A segunda, e muito importante, é que é possível que exista sobreposição entre as tarefas de Fibonacci alto e baixo. Algumas atividades de fibonacci baixo na sua lista de tarefas podem ser na verdade sub-tarefas de uma tarefa de Fibonacci alto. Então o número total de pontos Fibonacci na sua lista de coisas para fazer em um determinado momento pode estar superestimado mais frequentemente que subestimado.
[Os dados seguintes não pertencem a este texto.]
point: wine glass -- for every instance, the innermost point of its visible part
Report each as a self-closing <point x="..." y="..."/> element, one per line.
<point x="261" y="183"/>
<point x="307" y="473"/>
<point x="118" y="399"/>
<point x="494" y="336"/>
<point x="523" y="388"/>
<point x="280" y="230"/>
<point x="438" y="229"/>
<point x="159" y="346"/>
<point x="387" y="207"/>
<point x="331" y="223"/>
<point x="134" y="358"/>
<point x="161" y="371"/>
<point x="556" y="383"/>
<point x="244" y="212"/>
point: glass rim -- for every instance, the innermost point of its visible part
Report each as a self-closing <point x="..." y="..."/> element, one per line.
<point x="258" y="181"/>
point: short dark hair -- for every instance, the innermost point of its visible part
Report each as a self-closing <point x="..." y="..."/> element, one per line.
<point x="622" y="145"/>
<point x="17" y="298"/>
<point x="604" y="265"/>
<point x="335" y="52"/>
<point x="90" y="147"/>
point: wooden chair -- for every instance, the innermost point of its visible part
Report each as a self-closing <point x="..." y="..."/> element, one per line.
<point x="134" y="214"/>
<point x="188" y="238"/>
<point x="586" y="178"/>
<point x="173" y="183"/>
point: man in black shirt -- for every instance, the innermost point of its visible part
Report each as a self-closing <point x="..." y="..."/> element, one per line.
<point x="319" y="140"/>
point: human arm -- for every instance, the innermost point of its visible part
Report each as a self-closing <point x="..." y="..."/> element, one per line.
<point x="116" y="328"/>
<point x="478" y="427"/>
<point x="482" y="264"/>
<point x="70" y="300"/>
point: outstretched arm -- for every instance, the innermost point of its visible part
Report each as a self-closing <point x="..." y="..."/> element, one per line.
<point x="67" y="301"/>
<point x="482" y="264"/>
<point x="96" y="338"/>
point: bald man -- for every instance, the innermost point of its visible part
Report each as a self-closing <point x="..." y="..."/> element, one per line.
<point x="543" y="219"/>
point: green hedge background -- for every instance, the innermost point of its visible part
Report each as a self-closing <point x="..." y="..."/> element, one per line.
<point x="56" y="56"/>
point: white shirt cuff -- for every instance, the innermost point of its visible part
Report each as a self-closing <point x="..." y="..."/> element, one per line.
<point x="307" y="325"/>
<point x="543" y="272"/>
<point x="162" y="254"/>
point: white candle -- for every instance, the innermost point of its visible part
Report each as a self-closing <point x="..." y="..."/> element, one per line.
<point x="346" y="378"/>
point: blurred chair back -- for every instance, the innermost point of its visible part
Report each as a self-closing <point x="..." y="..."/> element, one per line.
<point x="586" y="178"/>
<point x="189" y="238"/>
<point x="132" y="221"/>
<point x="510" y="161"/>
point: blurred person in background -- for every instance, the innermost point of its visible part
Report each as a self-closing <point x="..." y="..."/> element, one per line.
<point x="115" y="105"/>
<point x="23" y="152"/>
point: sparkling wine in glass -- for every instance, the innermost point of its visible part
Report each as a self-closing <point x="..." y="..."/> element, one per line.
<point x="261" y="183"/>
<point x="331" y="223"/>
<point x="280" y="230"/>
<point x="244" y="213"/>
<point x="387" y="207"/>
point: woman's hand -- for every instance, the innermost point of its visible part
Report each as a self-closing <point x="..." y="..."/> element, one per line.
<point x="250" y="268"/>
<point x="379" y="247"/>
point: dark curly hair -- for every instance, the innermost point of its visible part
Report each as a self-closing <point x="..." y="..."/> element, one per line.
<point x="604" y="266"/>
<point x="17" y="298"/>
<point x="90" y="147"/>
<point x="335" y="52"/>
A terceira, mas não menos importante, é o impacto dessa métrica de esforço na precificação do seu tempo ou serviço. Nem todo o preço é uma medida direta do esforço, porque o conhecimento tende a reduzir o esforço necessário para executar uma tarefa, mas aumenta o seu custo de oportunidade. Por isso, os 5 min que você leva para executar uma tarefa, não porque ela seja fácil (e poderia ser executada por qualquer outra pessoa), mas porque ela é muito difícil e você acumulou conhecimento e experiência para executa-la rápido, custam muito mais do que os 5 min para executar uma tarefa fácil. Mas vamos deixar essa discussão para outro texto.